The cellulose nanocrystals represent a potential green alternative to carbon nanotubes for reinforcing materials such as polymers and concrete. Applications for biomaterials made from the cellulose nanocrystals might include biodegradable plastic bags, textiles and wound dressings; flexible batteries made from electrically conductive paper; new drug-delivery technologies; transparent flexible displays for electronic devices; special filters for water purification; new types of sensors; and computer memory.
"With this in mind, cellulose nanomaterials are inherently renewable, sustainable, biodegradable and carbon-neutral like the sources from which they were extracted," Moon said. "They have the potential to be processed at industrial-scale quantities and at low cost compared to other materials."
"Some of the byproducts of the paper industry now go to making biofuels, so we could just add another process to use the leftover cellulose to make a composite material," Moon said. "The cellulose crystals are more difficult to break down into sugars to make liquid fuel. So let's make a product out of it, building on the existing infrastructure of the pulp and paper industry."
Their surface can be chemically modified to achieve different surface properties.
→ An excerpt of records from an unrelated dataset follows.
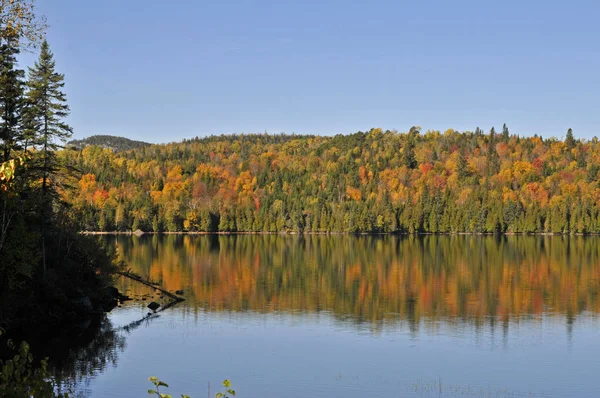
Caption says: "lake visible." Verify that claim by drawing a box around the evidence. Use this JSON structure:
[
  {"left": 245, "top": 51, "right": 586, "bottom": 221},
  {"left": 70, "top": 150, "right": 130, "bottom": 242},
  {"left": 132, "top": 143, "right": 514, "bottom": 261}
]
[{"left": 49, "top": 235, "right": 600, "bottom": 397}]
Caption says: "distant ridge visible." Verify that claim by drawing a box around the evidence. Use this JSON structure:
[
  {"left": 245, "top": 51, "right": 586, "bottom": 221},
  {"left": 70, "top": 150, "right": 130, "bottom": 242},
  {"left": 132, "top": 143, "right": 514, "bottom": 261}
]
[{"left": 67, "top": 135, "right": 151, "bottom": 152}]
"For example, you might want to modify the surface so that it binds strongly with a reinforcing polymer to make a new type of tough composite material, or you might want to change the chemical characteristics so that it behaves differently with its environment," Moon said.
Zavattieri plans to extend his research to study the properties of alpha-chitin, a material from the shells of organisms including lobsters, crabs, mollusks and insects. Alpha-chitin appears to have similar mechanical properties as cellulose.